Innate Immune Memory: The Latest Frontier of Adjuvanticity

Institute of Protein Biochemistry, National Research Council, 80131 Naples, Italy

Received 26 March 2015; Accepted 16 June 2015

Academic Editor: L. Leite

Copyright © 2015 Elfi Töpfer et al. This is an open access article distributed under the Creative Commons Attribution License, which permits unrestricted use, distribution, and reproduction in any medium, provided the original work is properly cited.

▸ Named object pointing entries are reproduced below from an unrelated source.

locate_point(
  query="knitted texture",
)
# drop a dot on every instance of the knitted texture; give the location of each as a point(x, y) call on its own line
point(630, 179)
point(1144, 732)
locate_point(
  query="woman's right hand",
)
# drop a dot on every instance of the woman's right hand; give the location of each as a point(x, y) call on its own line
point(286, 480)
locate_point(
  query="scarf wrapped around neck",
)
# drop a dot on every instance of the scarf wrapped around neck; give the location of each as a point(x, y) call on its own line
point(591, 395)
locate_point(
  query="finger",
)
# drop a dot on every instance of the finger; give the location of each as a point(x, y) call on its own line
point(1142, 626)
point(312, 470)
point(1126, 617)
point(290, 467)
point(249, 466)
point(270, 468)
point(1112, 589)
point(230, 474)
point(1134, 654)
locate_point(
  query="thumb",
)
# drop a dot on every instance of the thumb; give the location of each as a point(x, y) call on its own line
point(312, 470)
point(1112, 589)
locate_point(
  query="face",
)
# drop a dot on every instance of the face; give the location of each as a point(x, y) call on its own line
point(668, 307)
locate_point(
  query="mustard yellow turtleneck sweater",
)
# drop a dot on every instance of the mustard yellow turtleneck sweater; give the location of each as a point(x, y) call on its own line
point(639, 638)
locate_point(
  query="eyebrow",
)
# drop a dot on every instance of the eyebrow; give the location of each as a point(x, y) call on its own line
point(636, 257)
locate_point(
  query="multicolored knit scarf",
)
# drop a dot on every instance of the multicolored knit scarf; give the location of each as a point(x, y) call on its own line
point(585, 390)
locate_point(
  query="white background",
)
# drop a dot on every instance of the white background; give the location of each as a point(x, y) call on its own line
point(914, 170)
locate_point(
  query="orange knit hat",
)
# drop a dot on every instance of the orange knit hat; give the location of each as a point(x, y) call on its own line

Recent findings in the field of immune memory have demonstrated that B and T cell mediated immunity following infections are enhanced by the so-called trained immunity. This effect has been most extensively investigated for the tuberculosis vaccine strain Bacillus Calmette-Guérin (BCG). Epidemiological studies suggest that this vaccine is associated with a substantial reduction in overall child mortality that cannot be solely explained by prevention of the target disease but that it seems to rely on inducing resistance to other infections. Upon infection or vaccination, monocytes/macrophages can be functionally reprogrammed so as to display an enhanced defensive response against unrelated infections. Epigenetic modifications seem to play a key role in the induction of this “innate memory.” These findings are revolutionising our knowledge of the immune system, introducing the concept of memory also for mammalian innate immunity. Thus, vaccines are likely to nonspecifically affect the overall immunological status of individuals in a clinically relevant manner. As a consequence, future vaccine strategies ought to take into account the contribution of innate memory through appropriate design of formulations and administration scheduling.